Yangınlarla ilgili bir ABD senatörünün yazısı:
Son üç gündür Los Angeles de olup biteni anlamak isterseniz, izahı şudur;
Los Angeles da yaşanan büyük felaket, hatta kıyameti yaşayan ve evlerinden sürgün edilen yüzbine yakın insanın ve yanıp kül olan sarayların, şatoların, villaların sahiplerini birazcık tetkik edelim istedim.
Bu mahallelerde, semtlerde yaşayan insanlar büyük işadamları, hollyvood yıldızları, sinema, dizi yönetmenleri, sahipleri ve ünlü siyasetçilerden oluşuyor.
Yanan 1200 e yakın evin ve yukarıda saydığımız meslek gruplarının neredeyse yarısı yahudi evanjelist insanlardan, cemaat üyelerinden oluşuyor. İşin en acıklı ve enterasan olan yanı bu insanların tamamı islama hor bakıp, düşman görüp, gazzenin hatta filistinin tamamının yakılıp yıkılması için siyaset yapan, yazılar yazan, söylemler geliştiren ve milyonlarca doları israile akıtan kişlerdir.
Şimdi sizlerde ve bende oturup derin bir düşünelim bu bir ilahi ceza mıdır?
Müslümanların inandığı ve kutsal kitaplarında bahsi geçen ebabil kuşlarının kıvılcımı ile verilen bir ilahi ateş midir?
Evet, bu durumu bana sorarsanız bu durum Tanrının büyük bir cezasıdır.
Umarım insanlığımız buradan gereken dersi çıkarır.
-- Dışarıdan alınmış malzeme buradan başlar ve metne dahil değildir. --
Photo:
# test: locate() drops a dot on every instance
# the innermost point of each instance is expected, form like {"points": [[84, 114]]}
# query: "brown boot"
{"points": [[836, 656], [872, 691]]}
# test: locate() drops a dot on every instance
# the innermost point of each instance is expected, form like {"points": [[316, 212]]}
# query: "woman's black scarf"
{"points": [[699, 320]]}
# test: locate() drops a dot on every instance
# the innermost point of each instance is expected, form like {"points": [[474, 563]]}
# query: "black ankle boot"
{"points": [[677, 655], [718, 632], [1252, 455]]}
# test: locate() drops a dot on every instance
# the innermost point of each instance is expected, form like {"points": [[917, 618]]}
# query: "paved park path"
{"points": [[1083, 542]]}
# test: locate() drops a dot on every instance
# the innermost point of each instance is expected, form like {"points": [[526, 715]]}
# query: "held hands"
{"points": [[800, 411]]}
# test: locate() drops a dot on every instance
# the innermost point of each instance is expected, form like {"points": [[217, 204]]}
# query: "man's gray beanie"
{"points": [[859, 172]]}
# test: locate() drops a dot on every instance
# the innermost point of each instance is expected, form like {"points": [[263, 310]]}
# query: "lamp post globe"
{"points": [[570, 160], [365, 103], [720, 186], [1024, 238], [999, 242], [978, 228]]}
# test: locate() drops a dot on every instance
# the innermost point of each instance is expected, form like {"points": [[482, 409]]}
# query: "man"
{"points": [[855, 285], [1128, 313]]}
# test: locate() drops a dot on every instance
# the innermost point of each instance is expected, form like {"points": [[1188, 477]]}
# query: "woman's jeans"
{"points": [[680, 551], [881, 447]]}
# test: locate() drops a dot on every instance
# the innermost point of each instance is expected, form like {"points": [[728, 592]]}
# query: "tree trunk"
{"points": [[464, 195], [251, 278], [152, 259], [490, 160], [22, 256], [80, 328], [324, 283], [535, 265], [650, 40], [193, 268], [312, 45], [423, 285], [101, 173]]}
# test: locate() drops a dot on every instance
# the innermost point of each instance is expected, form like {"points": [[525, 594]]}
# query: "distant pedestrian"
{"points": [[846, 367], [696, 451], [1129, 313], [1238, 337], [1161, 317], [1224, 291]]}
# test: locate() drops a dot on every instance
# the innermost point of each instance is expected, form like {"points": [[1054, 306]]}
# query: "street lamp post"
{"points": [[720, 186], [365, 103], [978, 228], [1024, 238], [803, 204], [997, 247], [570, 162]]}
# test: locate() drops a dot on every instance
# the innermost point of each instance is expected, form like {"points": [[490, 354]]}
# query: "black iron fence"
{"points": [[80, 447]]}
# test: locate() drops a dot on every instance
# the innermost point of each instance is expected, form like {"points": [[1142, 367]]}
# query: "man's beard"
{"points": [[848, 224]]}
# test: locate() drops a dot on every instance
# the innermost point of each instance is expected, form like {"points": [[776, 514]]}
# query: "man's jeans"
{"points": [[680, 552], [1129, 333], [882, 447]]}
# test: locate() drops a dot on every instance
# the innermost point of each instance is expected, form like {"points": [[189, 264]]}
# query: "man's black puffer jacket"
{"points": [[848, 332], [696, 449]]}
Bağımsız Senatör (Bernie Sander)
Bu yorumu doğru buluyorum. Yorumcu müslüman olmaması doğruyu itiraf etmez anlamına gelmemektedir. Bizden birileri böyle bir açıklama yapsaydı yer yerinden oynardı diye düşünüyorum.
Gölcük ve Marmara depreminde hocalardan birisi "Allah Teâlâ' nın ikazı" diye izahat yapınca bizim sol cenahlı medyamız yeri- göğü inletti. İlâhi ikaz olarak bu konuyu düşünmemek gerekir diye bayrak açmışlardı. Bilim ve teknolojik gücü İlâhi tasarrufun dışında göstermeye çalışıyorlar. Bu durum ise küffarlığın bir sonucudur. Bu bağlamda En'am Süresi'nin 59. Ayet-i Celile'nin meâlini hatırlatmak isterim. Cenab-ı Hâk; : "Gaybın anahtarları Allah'ın yanındadır; başkası onları bilemez. Karada ve denizde ne varsa hepsini O bilir. O'nun bilgisi dışında dalından bir yaprak bile düşmez. O, yerin karanlıkları içindeki bir tek dâneyi, yaş ve kuru ne varsa her şeyi bilir." buyurmaktadır.
Her şey O'nun kontrolü ve tasarrufundadır. İtiraz edenler"yakında bileceklerdir." Nokta!!!
NOT-3) Bu kirlenmiş dünyayı yaşanılır kılan nedir bilir misin?
*"İncinsen de incitme" diyen Mevlana...
*"Yaradılanı sev, yaradandan ötürü" diyen Yunus'u...
*"Dili, dini, rengi ne olursa olsun iyiler iyidir" diyen Hacı Bektaş Veli'si...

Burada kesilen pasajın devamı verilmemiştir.